Martedì 15 settembre è infatti previsto lo sciopero nazionale con manifestazione unitaria a Cerreto d'Esi, lo stabilimento di cui Electrolux ha annunciato la chiusura. La protesta punta a fermare il piano e a chiedere alla multinazionale di tornare al tavolo con una proposta diversa.

Fim, Fiom e Uilm, insieme alle Rsu e ai lavoratori, chiedono il ritiro dell'attuale piano industriale e l'elaborazione di una nuova strategia che garantisca occupazione, produzioni e prospettive agli stabilimenti italiani.

Parallelamente viene rilanciata al ministro Adolfo Urso la richiesta di riconvocare con urgenza il tavolo nazionale. L'ipotesi di un nuovo incontro tra il 5 e l'8 ottobre, ventilata nei giorni scorsi, viene considerata troppo lontana dai sindacati, che chiedono di intervenire prima che la vertenza entri nella fase attuativa sulla chiusura di Cerreto d'Esi e sugli esuberi.
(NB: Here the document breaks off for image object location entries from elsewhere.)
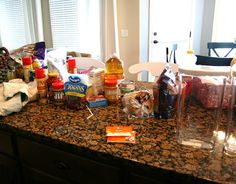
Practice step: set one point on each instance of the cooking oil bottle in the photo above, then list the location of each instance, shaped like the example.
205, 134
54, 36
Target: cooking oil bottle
114, 68
114, 74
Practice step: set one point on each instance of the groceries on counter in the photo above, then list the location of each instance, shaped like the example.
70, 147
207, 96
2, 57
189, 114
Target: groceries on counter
138, 103
114, 74
165, 94
76, 87
207, 89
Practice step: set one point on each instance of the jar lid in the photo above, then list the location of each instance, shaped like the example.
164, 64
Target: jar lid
39, 73
58, 85
200, 70
27, 60
71, 63
53, 74
110, 83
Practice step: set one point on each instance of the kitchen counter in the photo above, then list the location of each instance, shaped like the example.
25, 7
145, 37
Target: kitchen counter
156, 145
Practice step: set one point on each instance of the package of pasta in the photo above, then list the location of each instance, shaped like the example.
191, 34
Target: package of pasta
138, 103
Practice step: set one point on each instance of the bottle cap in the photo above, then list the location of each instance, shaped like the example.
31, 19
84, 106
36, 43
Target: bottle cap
27, 60
190, 51
110, 83
71, 63
58, 85
39, 73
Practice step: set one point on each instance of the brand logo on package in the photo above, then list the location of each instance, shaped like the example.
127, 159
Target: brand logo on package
74, 87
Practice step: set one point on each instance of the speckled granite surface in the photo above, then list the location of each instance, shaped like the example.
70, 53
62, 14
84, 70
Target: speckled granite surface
156, 145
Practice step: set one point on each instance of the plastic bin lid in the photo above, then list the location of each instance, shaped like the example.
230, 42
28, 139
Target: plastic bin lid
200, 70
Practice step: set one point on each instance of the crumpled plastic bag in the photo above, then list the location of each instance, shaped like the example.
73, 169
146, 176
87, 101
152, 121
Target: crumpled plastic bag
13, 96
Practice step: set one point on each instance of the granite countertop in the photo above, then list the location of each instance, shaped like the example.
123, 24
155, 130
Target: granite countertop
156, 144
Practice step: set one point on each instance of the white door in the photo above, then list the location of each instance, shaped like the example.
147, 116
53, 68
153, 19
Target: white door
170, 22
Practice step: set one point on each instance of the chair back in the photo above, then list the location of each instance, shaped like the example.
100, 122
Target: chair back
154, 68
214, 46
84, 63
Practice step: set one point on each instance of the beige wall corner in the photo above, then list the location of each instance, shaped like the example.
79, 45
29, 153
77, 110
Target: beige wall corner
128, 20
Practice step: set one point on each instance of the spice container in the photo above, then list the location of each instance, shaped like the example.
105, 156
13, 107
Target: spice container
52, 77
114, 68
126, 86
58, 93
27, 66
96, 78
200, 111
111, 90
71, 63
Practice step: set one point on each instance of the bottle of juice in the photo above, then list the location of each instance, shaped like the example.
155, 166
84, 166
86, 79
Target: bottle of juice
114, 74
114, 68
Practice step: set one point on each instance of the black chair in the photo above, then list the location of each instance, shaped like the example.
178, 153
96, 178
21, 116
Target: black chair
213, 61
220, 45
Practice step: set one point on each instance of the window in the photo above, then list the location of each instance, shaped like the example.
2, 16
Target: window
224, 29
13, 29
75, 24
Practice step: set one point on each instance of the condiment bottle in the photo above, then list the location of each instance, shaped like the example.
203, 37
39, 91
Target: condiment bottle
58, 93
114, 68
27, 66
72, 65
111, 90
41, 85
52, 77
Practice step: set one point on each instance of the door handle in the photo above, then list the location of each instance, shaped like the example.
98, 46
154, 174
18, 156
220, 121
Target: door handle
155, 41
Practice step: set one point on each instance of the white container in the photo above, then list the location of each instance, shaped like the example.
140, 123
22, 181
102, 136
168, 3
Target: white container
200, 104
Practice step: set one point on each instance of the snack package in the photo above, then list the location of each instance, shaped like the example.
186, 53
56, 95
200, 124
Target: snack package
138, 103
76, 87
207, 90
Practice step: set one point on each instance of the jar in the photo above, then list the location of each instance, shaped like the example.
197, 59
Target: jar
52, 77
58, 93
111, 90
200, 104
126, 86
27, 66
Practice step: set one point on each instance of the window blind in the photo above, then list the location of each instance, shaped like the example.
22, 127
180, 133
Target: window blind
12, 25
75, 24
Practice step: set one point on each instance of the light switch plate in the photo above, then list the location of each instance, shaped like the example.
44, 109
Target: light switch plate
124, 33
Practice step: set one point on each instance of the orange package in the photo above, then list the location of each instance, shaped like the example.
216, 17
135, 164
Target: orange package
118, 131
122, 139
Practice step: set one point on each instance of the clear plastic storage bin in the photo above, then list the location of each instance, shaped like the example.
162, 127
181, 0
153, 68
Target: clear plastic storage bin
200, 104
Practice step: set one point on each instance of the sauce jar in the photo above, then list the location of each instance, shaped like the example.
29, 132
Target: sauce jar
58, 93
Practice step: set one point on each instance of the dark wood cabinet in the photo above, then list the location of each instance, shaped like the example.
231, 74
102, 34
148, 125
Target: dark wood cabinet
64, 165
6, 143
34, 176
9, 165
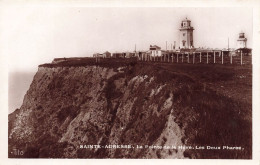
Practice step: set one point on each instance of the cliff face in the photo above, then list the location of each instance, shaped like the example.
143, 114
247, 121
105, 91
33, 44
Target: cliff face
67, 107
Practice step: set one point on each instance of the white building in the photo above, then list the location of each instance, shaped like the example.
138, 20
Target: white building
186, 34
241, 42
155, 51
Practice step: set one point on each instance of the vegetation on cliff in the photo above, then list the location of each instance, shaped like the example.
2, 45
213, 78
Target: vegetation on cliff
138, 104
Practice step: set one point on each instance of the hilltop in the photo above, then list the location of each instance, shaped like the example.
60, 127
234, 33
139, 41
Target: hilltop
135, 103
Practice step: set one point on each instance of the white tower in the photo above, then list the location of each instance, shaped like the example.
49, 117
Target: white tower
186, 34
241, 42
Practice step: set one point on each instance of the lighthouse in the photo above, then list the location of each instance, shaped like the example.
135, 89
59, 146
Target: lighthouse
186, 34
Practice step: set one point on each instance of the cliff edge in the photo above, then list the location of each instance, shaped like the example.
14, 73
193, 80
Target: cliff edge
68, 109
È questo il messaggio che i lavoratori vogliono portare anche a Mattarella, approfittando della sua presenza a pochi chilometri dalla Marca. «Signor Presidente, Lei che è custode della Costituzione e dei valori fondamentali del lavoro e della dignità della persona, Le chiediamo un segno di attenzione, un supporto morale e, se possibile, l'onore di un'udienza per poterle illustrare direttamente la gravità della nostra situazione. I lavoratori di Susegana non sono un costo da tagliare, ma il cuore pulsante di un territorio che chiede solo giustizia, rispetto e un futuro certo» scrivono nella lettera.